Open source big data community & the sixth episode of Aliyun EMR series live broadcast

Theme: EMR Spark on ACK product demos and best practices

Lecturer: Shi Lei, technical expert of Aliyun EMR team

Content framework:

• Yunyuan Biochemical Challenge and Alibaba Practice • Spark Containerized Solution • Product Introduction and Demonstration

Live playback: scan the qr code at the bottom of the article to join nail group to watch replays, or enter the link…

I. Yunyuan Biochemical Challenge and Ali Practice

Big data technology trends

Yunyuan Biochemistry faces challenges

Separation of computation and storage

How to build an HCFS file system based on object storage

• Fully compatible with existing HDFS • Performance benchmarking HDFS, cost reduction

Shuffle Deposits

How to solve ACK mixed heterogeneous models

• Community discussion [SPARK-25299] supports Spark dynamic resources, which has become a consensus in the industry

Caching scheme

How to effectively support cross-room and cross-dedicated hybrid cloud

• Need to support caching within the container for system ACK scheduling How can scheduling performance bottlenecks be addressed • Performance benchlining YARN • Multi-level queue management


• Peak-shifting scheduling • Mutual perception of Yarnon ACK node resources

Ali Practice – Emr on ACK

Introduction to the overall scheme

• Submitted to different execution platforms through data development cluster/scheduling platform • Peak-shifting scheduling and adjusted according to business peak and low peak strategies • Cloud native data lake architecture, ACK has strong elastic expansion capacity • Through dedicated lines, mixed scheduling on cloud and under cloud • ACK manages heterogeneous type clusters with good flexibility

2. Spark Containers

Plan to introduce


1. Why do I need the Remote Shuffle Service?

• RSS enables Spark jobs without the need for Executor Pods to mount cloud disk.
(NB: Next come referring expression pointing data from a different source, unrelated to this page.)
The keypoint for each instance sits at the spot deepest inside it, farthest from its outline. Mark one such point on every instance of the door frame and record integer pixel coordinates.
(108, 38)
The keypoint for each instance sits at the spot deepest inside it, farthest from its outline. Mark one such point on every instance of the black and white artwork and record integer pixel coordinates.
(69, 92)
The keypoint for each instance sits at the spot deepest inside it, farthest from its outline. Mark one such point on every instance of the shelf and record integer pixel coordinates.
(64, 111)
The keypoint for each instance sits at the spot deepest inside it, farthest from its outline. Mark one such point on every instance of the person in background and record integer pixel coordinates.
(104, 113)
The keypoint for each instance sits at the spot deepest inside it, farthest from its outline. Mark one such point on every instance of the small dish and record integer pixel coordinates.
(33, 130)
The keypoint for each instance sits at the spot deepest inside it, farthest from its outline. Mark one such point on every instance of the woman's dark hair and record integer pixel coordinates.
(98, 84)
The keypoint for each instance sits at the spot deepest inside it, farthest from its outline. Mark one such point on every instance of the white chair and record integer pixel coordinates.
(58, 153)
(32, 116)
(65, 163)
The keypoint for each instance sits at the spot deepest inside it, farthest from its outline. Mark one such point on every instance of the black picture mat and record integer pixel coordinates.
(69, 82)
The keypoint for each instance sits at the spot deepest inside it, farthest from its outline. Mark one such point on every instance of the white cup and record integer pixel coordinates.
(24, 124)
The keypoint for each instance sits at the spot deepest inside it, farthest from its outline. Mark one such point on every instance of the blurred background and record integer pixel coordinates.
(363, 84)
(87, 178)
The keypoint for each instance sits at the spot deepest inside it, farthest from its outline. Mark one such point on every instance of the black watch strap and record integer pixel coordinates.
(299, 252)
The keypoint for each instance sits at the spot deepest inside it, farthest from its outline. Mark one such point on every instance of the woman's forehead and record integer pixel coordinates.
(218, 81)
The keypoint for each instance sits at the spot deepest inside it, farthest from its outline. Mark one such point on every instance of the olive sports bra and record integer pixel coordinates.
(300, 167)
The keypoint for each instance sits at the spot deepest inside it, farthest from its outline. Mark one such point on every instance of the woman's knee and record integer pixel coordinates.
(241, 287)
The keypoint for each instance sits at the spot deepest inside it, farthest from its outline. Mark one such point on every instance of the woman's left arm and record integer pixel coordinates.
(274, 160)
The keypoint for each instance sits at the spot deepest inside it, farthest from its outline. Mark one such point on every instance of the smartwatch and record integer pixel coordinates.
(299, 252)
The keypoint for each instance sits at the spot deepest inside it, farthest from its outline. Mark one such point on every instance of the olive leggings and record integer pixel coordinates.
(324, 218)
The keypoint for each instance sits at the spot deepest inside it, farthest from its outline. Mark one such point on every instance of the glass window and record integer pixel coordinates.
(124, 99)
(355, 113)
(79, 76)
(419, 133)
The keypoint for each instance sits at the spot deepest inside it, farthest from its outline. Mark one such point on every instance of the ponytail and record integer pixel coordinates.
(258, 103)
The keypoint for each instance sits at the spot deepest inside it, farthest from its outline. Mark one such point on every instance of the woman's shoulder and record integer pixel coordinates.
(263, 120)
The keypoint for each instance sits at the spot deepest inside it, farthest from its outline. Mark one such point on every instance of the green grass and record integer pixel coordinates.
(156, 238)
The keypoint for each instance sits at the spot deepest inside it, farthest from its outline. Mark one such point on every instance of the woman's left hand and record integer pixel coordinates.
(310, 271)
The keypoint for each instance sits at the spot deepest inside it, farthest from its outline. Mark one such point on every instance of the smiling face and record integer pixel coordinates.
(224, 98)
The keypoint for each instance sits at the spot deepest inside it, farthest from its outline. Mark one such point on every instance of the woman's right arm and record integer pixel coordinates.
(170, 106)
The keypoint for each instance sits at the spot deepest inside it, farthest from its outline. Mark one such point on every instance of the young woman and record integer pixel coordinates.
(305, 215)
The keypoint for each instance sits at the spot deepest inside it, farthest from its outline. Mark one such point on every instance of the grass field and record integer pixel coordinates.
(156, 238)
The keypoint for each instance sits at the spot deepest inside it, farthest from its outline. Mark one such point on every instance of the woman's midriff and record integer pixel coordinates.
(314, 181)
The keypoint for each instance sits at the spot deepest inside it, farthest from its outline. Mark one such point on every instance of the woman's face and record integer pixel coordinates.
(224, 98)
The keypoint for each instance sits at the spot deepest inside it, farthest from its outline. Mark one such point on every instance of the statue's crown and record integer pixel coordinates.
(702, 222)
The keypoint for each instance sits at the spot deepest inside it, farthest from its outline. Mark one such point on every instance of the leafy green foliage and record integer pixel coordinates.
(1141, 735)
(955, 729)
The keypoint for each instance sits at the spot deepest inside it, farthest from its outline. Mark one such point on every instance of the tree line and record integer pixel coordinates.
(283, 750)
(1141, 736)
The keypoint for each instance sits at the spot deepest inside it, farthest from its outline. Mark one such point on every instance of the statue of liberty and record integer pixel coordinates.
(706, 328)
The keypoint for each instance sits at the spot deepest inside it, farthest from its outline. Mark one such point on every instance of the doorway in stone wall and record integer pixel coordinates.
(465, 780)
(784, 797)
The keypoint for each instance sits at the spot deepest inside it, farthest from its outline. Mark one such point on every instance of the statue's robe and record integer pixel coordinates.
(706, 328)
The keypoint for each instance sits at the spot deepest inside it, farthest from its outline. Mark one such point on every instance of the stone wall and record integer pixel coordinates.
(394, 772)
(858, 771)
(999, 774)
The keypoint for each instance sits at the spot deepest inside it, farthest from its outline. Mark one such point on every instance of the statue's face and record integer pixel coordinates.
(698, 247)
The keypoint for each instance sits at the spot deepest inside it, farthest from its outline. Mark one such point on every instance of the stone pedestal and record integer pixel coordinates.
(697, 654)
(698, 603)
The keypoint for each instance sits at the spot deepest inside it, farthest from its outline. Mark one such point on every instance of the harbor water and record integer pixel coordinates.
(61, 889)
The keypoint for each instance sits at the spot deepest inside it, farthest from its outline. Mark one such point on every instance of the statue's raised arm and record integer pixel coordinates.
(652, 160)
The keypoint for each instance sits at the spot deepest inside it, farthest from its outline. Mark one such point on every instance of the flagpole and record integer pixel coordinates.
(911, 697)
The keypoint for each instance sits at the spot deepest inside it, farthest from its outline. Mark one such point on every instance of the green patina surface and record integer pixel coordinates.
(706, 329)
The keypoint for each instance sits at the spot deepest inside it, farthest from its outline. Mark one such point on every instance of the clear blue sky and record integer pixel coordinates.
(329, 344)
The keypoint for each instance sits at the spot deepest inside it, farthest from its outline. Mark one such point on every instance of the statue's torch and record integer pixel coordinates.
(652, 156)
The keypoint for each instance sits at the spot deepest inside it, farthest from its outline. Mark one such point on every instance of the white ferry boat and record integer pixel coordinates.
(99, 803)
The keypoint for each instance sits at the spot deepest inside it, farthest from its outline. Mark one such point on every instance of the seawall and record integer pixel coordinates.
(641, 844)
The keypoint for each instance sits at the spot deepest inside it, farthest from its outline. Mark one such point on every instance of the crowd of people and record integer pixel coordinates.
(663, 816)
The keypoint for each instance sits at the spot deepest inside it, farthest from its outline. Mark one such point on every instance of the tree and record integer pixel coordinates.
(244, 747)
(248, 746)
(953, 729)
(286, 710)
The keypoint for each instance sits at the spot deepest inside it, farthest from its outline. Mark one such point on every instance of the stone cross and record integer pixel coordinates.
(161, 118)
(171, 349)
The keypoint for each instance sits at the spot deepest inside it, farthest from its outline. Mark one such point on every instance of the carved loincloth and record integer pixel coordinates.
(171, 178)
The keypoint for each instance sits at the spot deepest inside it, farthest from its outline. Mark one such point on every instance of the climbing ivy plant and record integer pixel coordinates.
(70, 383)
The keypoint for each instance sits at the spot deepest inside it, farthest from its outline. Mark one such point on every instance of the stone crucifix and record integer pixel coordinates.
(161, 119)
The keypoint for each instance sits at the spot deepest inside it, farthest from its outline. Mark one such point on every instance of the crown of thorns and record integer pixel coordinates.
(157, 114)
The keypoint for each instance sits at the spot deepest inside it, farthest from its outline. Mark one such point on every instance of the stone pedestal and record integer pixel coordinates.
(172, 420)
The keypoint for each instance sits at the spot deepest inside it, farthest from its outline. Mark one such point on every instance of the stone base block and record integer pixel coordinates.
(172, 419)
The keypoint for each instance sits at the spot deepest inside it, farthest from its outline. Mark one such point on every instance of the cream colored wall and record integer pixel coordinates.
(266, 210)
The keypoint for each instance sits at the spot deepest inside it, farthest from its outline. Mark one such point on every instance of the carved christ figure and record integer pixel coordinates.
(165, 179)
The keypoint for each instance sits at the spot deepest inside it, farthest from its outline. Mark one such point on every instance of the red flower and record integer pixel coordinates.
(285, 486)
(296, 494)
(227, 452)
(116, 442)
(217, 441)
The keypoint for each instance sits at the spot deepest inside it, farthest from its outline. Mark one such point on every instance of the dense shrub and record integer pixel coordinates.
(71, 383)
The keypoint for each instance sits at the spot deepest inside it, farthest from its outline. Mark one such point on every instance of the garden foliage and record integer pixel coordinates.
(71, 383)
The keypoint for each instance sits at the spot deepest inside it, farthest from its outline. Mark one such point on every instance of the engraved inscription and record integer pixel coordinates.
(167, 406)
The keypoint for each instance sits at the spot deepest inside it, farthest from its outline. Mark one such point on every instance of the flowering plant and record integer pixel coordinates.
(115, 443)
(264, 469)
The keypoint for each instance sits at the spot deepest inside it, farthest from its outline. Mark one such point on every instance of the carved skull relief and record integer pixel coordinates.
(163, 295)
Mounting cloud disk is very bad for scalability and large-scale production practices. • cloud disk size can not be determined in advance, large waste of space, small Shuffle will fail. RSS is specifically designed for storage computing separation scenarios. • Executor writes Shuffle data to the RSS system. The RSS system manages the Shuffle data, and when the Executor is idle, it can be recycled. [SPARK-25299] • Perfect support for dynamic resources, avoiding data-skewed long-tail tasks that drag Executor resources down.

2. How is RSS performance, cost and scalability?

• RSS is deeply optimized for Shuffle, specifically designed for storing and calculating separate scenes and K8S elastic scenes. • For ShuffleFetch phase, the random read in Reduce phase can be changed into sequential read, which greatly improves the stability and performance of the job. • You can use disks in the existing K8S cluster to deploy directly, without adding extra cloud disks to shuffle. Very high cost performance, flexible deployment.

Spark Shuffle

• NumMapper * NumReducer Block • Sequence write, random read • Write Spill • Single copy, loss of data requires stage recalculation

EMR Remote Shuffle Service

• Append writes, sequential reads

• No write time Spill

• Two copies; The copy is completed when it is copied to memory

• Replicas are backed up via Intranet, no public network bandwidth is required

RSS TeraSort Benchmark

• Note: Take 10T Terasort as an example, Shuffle volume is compressed about 5.6T. It can be seen that the performance of jobs of this magnitude can be significantly improved in the RSS scenario due to shuffle reads being read sequentially.

Spark on ECI effect


This article is the original content of Aliyun, shall not be reproduced without permission.